A limitação do art. 754 do CC à jurisdição brasileira

07/08/2019 às 19:00
Leia nesta página:

Comenta-se a aplicação do art. 754 do Código Civil aos sinistros de transportes de cargas apurados no exterior, assim como a inexistência de decadência.

Carta exclusiva ao mercado segurador

Somos constantemente indagados sobre questões que envolvem a figura legal do protesto do recebedor.

Uma delas diz respeito à jurisdição ou extraterritorialidade.

Nosso objetivo é tratar do assunto de forma objetiva neste texto, que é uma espécie de carta aberta ao mercado segurador.

Vejamos:

Desde 2002, o protesto do recebedor é disciplinado pelo art. 754 do Código Civil:

Art. 754. As mercadorias devem ser entregues ao destinatário, ou a quem apresentar o conhecimento endossado, devendo aquele que as receber conferi-las e apresentar as reclamações que tiver, sob pena de decadência dos direitos.

Parágrafo único. No caso de perda parcial ou de avaria não perceptível à primeira vista, o destinatário conserva a sua ação contra o transportador, desde que denuncie o dano em dez dias a contar da entrega.

O artigo de lei só pode ser exigido e aplicado no Brasil.

Significa dizer que ele é válido e eficaz para todos os transportes nacionais e transportes internacionais concluídos no Brasil.

Não se submete ao seu conteúdo o transporte iniciado no Brasil mas concluído no exterior, onde o dano (falta ou avaria) foi constatado.

Em outras palavras, o art. 754 do Código de Processo Civil não pode ser exigido em outro país.

Dito de forma mais explícita ainda: o protesto do recebedor do art. 754 do Código Civil cabe em transporte que envolva importação, mas não em caso de exportação.

Assim como a regra legal estrangeira não pode ser aplicada no Brasil, a regra brasileira não pode ser exigida no exterior.

Tudo isso serve para endossar a seguinte afirmação: se não for apresentado o protesto do recebedor, previsto no art. 754 do Código Civil, impossível se falar em decadência do Direito de regresso do segurador sub-rogado contra o transportador internacional de carga.
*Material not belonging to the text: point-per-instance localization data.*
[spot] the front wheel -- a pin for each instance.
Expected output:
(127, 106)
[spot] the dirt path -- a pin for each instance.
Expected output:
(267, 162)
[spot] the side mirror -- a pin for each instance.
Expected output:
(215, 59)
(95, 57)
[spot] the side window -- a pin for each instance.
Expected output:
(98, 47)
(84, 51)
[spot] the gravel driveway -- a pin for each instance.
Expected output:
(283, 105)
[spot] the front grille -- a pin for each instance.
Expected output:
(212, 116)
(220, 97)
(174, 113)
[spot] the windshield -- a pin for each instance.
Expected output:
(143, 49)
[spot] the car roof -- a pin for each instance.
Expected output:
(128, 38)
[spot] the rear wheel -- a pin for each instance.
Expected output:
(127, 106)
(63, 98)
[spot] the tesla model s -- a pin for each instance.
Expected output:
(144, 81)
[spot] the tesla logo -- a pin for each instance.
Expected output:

A pretensão de ressarcimento continuará plenamente em vigor, bastando ao segurador sub-rogado encontrar algum meio de prova que ateste o nexo de causalidade e o dano (prejuízo).

Não se trata apenas de uma mera interpretação subjetiva do Direito, mas da correta inteligência dos sistemas legais, o brasileiro e os estrangeiros.
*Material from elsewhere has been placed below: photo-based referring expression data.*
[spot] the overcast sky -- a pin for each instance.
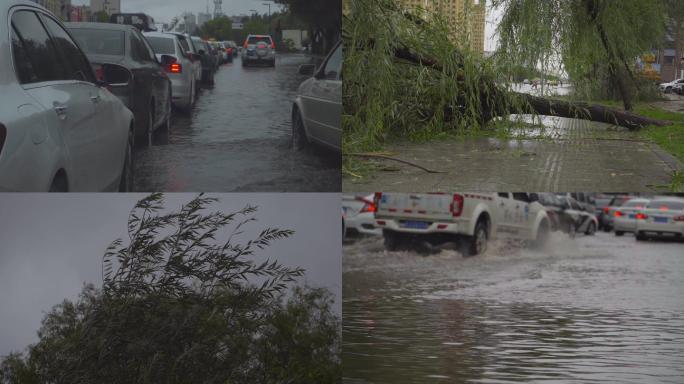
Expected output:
(164, 10)
(51, 244)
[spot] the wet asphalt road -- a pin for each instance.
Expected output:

 Trata-se, pois, de uma objetiva hermenêutica jurídica.

 Uma questão derivada desta merece especial atenção, e ela nasce a partir da seguinte indagação: sendo a ação regressiva de ressarcimento ajuizada no Brasil, não é exigível o art. 754 do Código Civil?

 A resposta segura é: não.

 As regras de jurisdição e competência, meramente instrumentais, não se confundem com as de direito material.

O fato de uma disputa judicial ocorrer no Brasil não vincula à parte a utilização de todas as regras do ordenamento jurídico brasileiro.

Dado que sempre será competente a jurisdição nacional para ações judiciais fundadas no contrato de transporte internacional de cargas, seja marítimo ou aéreo, porque normalmente presentes as condições estabelecidas nos três incisos do art. 21 do Código de Processo Civil.

Art. 21. Compete à autoridade judiciária brasileira processar e julgar as ações em que:

I - o réu, qualquer que seja a sua nacionalidade, estiver domiciliado no Brasil;

II - no Brasil tiver de ser cumprida a obrigação;

III - o fundamento seja fato ocorrido ou ato praticado no Brasil.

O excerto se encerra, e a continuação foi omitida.